Real estate entrepreneurs seeking to build wealth and attain financial freedom would be well-served to start in small apartments and multi-family properties, or to add them as an additional income stream alongside their single-family deals.
In this article, real estate entrepreneur Lance Edwards, author of the No. 1 best-selling book, “How to Make Big Money in Small Apartments,” shares three big reasons why you can build a real estate empire faster and more efficiently with small apartments than with houses.
In This Lesson, You Will:
- Learn why small apartments are not sought by hedge funds
- Discover why there is less competition in multi-family real estate
- Find out how you can avoid Dodd-Frank regulations
Hedge Funds Don’t Buy Small Apartments
Hedge funds don’t work in the space of small and mid-sized apartments because it is a too inefficient marketplace for them. Hedge funds buy—and this has always been true—the pretty, large apartment complexes. Hedge funds have to move big chunks of money, at least $3 million at a time, so historically they have bought up large apartment complexes.
But now, they are buying bulks of houses, something that was unheard of before the recession. It is putting deal flow and profit pressure on single family investors like never before.
As I am interacting around the country with students and other real estate entrepreneurs, and maybe you have experienced this, we are finding that hedge funds are buying a lot of houses in bulk. They are buying the big portfolios from the banks and it is putting a lot of pressure on those in the single-family market because deals are become scarce, or you have multiple bidders per deal and it is squeezing profit margins.
For that reason, small and mid-sized apartments has remained the realm of the real estate entrepreneur. Most people are focused on houses, and carry this notion they have to graduate from houses to apartments. It’s simply not true.

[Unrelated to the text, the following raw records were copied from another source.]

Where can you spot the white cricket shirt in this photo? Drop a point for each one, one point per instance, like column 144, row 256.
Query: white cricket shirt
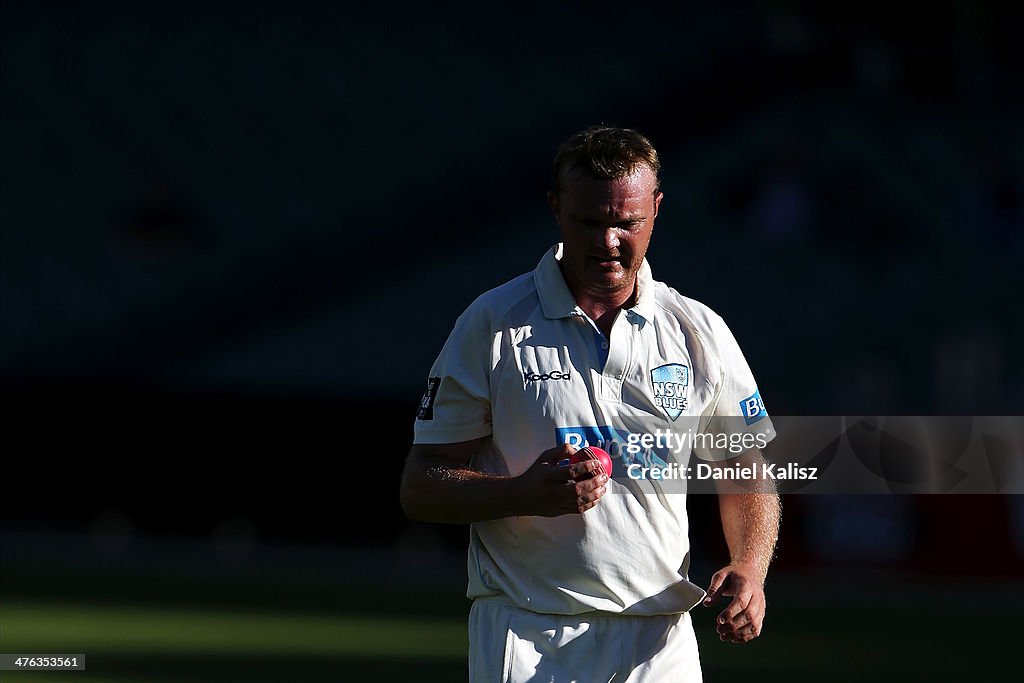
column 527, row 368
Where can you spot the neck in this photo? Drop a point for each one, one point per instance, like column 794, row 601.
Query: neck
column 603, row 308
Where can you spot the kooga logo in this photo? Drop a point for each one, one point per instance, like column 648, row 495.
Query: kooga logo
column 553, row 375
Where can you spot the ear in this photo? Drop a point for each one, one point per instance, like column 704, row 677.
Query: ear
column 553, row 202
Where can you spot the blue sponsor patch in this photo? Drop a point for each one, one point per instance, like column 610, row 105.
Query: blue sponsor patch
column 753, row 408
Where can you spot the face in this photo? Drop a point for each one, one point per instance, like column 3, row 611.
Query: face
column 605, row 229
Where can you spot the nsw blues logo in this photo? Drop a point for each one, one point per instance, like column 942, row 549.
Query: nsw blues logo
column 670, row 388
column 753, row 408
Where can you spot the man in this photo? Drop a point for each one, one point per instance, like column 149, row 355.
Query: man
column 576, row 577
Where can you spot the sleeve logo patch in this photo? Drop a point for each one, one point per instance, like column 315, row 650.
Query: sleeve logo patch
column 753, row 408
column 426, row 411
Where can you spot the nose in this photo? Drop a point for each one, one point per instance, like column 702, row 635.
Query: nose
column 607, row 239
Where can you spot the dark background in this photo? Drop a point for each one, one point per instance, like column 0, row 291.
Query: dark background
column 235, row 238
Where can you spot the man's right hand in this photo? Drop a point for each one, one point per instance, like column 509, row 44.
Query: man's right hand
column 550, row 489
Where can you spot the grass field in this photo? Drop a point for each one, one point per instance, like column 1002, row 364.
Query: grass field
column 198, row 631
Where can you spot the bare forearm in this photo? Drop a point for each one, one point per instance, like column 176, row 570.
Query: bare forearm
column 751, row 523
column 435, row 492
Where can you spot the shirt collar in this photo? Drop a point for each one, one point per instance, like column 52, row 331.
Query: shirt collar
column 557, row 300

My mentor pushed me to get started in apartments because there is little competition. Hedge funds aren’t messing in there, and so there are fewer players in small and mid-sized apartments.
Avoid Dodd-Frank Regulations
The housing market is also seeing a lot of obstacles through the Dodd-Frank law, and the restrictions on seller-financing for owner-occupied properties. There are new restrictions with regards to the ability to sell property and homes on owner-financing, so you need to be cognizant of that so you can sell within bounds.
Yet, with small apartments and other multi-family properties, these regulations usually don’t touch this side of the real estate market.
Dodd-Frank is not applicable to duplexes and above as long as they are not owner-occupied. Dodd-Frank, if you read the law, is part of the Consumer Protection Act designed to protect home buyers on owner-occupied properties. That doesn’t count for most duplexes, triplexes, fourplexes and above.
Better and More Efficient Use of Your Time
Most people get started in the business of real estate by wholesaling. They go through the process of finding a house, they find a buyer, they put it under contract and they flip the house.
And then, they have to start the process all over again. This is no way to build an empire.